Even though this material is lovely and soft and easy to work with, it has a slightly wiry feel to it because of the added tinsel fibres. But it still lays back really well whether you are tying in touching or open turns. A Fritz to really bring a pattern to life.

16mm Triple-D F-Up Fritz £3 

This product came about after Dave’s customers asked for a bigger, bolder Fritz. So he produced the 16mm Triple-D which is double the density and slightly longer than his standard 15mm translucent Fritz. If you are tying a good sized fat Blob this is the material to use. It comes in springwater blue, yellow peril, green glow yellow, sunburst, candy coral, fire orange, flame red, pimp pink, damsel olive and black velvet.

The colours are incredibly bright and even though this is 16mm with a lot more fibres coming off the core it is still really easy to work with. It is very soft and as you tie in each turn the fibres just fold back. An ideal Fritz to use when you need a bigger and brighter attractor pattern to pull the fish in.

Explore more Fly fishing gears, and other hunting tips at https://hunting-tips.net/

Wednesday, 9 September 2015

Boulder Shock

It's a big shock, moving to Boulder. Depends where you move from, of course, but if you're coming from a place that is old, diverse, and or gritty, you may be in for an adjustment.

We moved from Chicago - actually from Evanston. Everything from the age of the houses here (70's, in spades!) to the whiteness of the people to the blandness of the ethnic food took us by surprise. We love it, but Boulder took some getting used to.

A guy that I worked with, based in Boston, said "I can't see you in Colorado. The people are very....plain." I didn't understand him. He was talking about that East-Coast (and West Coast too, to some degree), fast, snappy, often sarcastic verbal thing. It's not a Colorado thing. People here ARE plain, but I like that about them. When they say a thing, they're done.

People think that Boulder is going to be hippie-ish, but you really have to look for that. It is definitely doggish. And bike-ish. Natural foods? That surprised me. I thought the town would be overrun with healthy restaurants, but it isn't so. I'm not complaining. That was another Boulder Surprise.

The ethnicity thing is the most unsettling for me. I'm so excited to get in a cab in Chicago or New York and hear an accent. Wow! You're Nigerian! Polish! Congolese! It's the greatest. That's a big part of the deprivation here. We get the glorious mountains, but no pierogi.

Wednesday, 1 July 2015

Canyon Mystique

When we moved from Evanston to Boulder almost five years ago (we did not know at the time that Evanston and Boulder are on the same circuit - the lefty circuit) we moved into Sunshine Canyon.
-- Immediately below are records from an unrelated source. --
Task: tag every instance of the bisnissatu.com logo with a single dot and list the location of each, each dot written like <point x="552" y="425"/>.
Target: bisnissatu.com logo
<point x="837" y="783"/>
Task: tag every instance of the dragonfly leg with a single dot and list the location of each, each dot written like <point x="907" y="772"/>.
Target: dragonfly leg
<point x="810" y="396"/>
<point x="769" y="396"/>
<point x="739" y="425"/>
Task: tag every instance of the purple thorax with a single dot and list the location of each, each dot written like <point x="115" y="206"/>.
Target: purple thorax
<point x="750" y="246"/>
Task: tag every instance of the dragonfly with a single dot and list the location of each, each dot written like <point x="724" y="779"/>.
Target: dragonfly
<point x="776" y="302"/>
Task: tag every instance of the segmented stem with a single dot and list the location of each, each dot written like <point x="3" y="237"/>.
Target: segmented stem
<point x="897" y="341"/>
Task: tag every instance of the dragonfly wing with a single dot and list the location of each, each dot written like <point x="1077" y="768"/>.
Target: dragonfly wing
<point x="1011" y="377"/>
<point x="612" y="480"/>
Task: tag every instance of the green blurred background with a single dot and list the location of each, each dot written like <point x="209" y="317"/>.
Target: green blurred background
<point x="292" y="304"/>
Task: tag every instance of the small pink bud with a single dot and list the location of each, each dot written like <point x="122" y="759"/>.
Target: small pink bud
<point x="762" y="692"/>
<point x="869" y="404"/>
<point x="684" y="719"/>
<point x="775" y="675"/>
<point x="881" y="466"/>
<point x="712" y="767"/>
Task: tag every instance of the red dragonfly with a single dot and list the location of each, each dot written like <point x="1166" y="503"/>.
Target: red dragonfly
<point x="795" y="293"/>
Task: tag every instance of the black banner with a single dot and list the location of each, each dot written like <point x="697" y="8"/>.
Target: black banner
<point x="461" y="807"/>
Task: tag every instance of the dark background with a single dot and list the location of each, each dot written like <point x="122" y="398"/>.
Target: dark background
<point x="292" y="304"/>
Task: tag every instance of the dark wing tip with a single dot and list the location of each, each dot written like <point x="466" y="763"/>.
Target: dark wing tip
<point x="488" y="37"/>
You can't believe the views we had. We were walking distance from Pearl Street, far down on the west end, but in our own world too. We fell into the canyon mystique pit.

Later on we figured out that our 30-degree-pitch driveway left something to be desired. We had friends who literally couldn't walk down our driveway from the street OR manage the rickety railroad-tie stairs through the front yard. We had no sidewalks of course, and almost no on-street parking for our friends. Forget about carting anything - like a Thanksgiving casserole or even a large birthday present - down that treacherous driveway.

One time, I had our twins in the Volvo wagon (there's a Boulder staple) and tried to back up the driveway to the street. But the driveway was icy and I nearly went over the side, about an eight-foot drop. The car was teetering on the edge. I pushed the twins up, out the passenger-side door, and got out of the teetering vehicle myself, then called a tow truck. Wrong: two tow trucks, because of the way the car was perched on the edge of the cliff between my driveway and my neighbors' yard.

A year ago we moved into town. We have sidewalks and a fenced yard for our dogs and coffee and groceries within walking distance. A bus route. Snowplows. A bring-the-garbage-cans-to-the-curb task that will not put my husband in traction. We like it.

Tuesday, 12 May 2015

Boulder This Very Minute (and Lousy Names)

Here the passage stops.